This was currently ranked number thirty-four: Nearly caused me to break my neck because he's a ridiculously pompous turnip face.
She continued to trudge her way inside the pitch, cursing that Potter git with every step she took that landed her feet in oozing brown earth and every drop that fell on her hair and drenched the brilliant red to a deep, subtle amber.
When she spotted him in the sky, her fury grew at once. He was doing loops through the air, and swung his broomstick high up and then cut it back down sharply. His movements reminded her of ribbons suspended in the wind, and if she hadn't been so angry, she might have stopped to stare in awe. But she was incredibly angry, that was important to note, and anything Potter did at that moment hardly impressed her.
"POTTER!" she began to scream at him. No response; he continued to wave through the sky obliviously. How did he fly in such weather? Honestly, that boy... She began waving her hands above her head in a berserk fashion to attract his attention. "JAMES POTTER, YOU ABSOLUTE DUNCE OF A HEADBOY!"
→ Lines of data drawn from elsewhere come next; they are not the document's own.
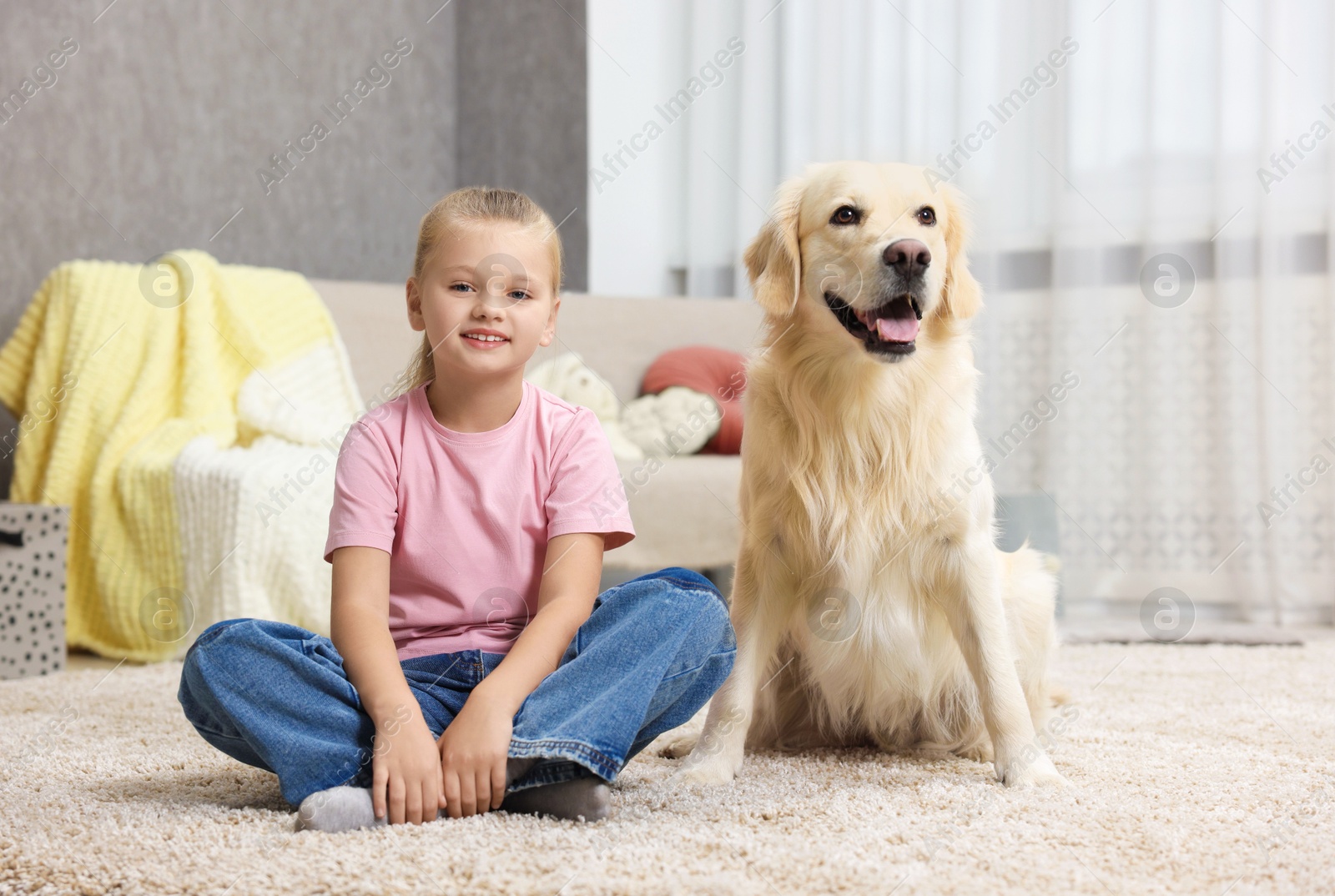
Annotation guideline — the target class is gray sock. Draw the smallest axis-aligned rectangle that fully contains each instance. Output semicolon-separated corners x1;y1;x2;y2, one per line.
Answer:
296;758;612;832
296;784;389;832
501;758;612;821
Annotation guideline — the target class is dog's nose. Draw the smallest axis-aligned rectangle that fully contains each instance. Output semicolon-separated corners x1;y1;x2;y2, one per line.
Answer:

By something of a miracle, James's head turned, and within an instant he was soaring down to meet her at her level. She watched, incredibly callous, as he stopped to hover just ever so slightly above the grass, where his feet couldn't graze the ground.
"Lily! What a surprise it is to see you here," he said pleasantly and with a smile that completely sent her over the edge. He was close enough for her to see the droplets of water blurring his glasses, making his eyes difficult to see.
She crossed her arms firmly over her chest. "I've been patrolling by myself for an hour. An hour, Potter. So I started asking around, seeing if anyone knew what the reason behind your curious absence might be—" she paused, burning with fury, and glanced around the pitch, "—and they said, oh, he never came back from practice, and I thought, he wouldn't skip out on duty for Quidditch. But I had to come see, just in case, and look... look, you've proven me wrong again!"
She hoped that her fuming would spark some kind of remorse in him, but she was much disappointed with the result she received. James only smirked, looking far too comfortable up there on his broomstick.
"You missed me, Lily? Well, if I had known—"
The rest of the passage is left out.